I, however, floundered half of the first lap before a perturbed teacher-lifeguard fished me out with a long pole. Can an entire body blush? I learned the answer that day.

Dorm life normally provided a refuge from the slings and arrows of mental and physical development. But one evening, halfway through the year, some horsing around in Stanford Hall resulted in the little toe of my right foot becoming wedged under the room’s door.

Quick extraction and inspection revealed that the toe now pointed sideways. A neighborly football player, proud of his weight-lifting talents, gathered me in his arms—a Kodak moment in itself—and deposited me in the waiting room of the nearby infirmary.

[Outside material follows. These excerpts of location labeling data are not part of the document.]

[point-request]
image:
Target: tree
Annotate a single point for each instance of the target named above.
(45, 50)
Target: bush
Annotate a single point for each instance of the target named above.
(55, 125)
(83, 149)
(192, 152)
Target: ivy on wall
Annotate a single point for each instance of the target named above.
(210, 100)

When I showed the nurse my wounded foot, she said tape and firm shoes were the only remedy for a broken toe. After carefully strapping my big toe to the one next to it, she wanted to know whether the foot felt better.

“It’s my small toe. Should that be taped, too?” I inquired.

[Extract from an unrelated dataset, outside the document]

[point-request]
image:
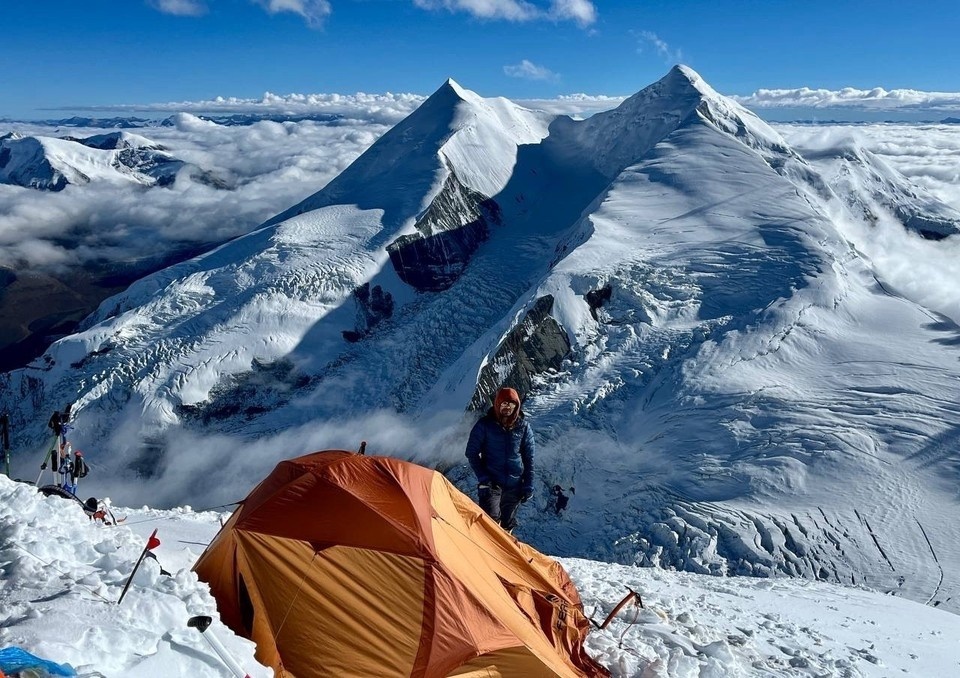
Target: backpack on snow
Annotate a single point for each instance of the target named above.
(80, 468)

“You’ve sure got a fat big toe,” she retorted without apology or sympathy before setting to work on the actual injury.

Somehow, probably my parents’ prayers, I survived freshman year and spent the next one overseas on an international program. To be sure, an innocent went abroad—but nothing in a foreign clime ever compared to those early months of collegiate experience.

The last time I saw the student who provoked these repressible remembrances, she seemed at home on campus and sunny in outlook. Classes were going well, and she was debating whether to study in London or Dublin for her next year.

_Robert Schmuhl is Walter H. Annenberg/Edmund P. Joyce chair of American studies and journalism at Notre Dame. He is the author of _ In So Many Words: Arguments and Adventures, recently published by Notre Dame Press.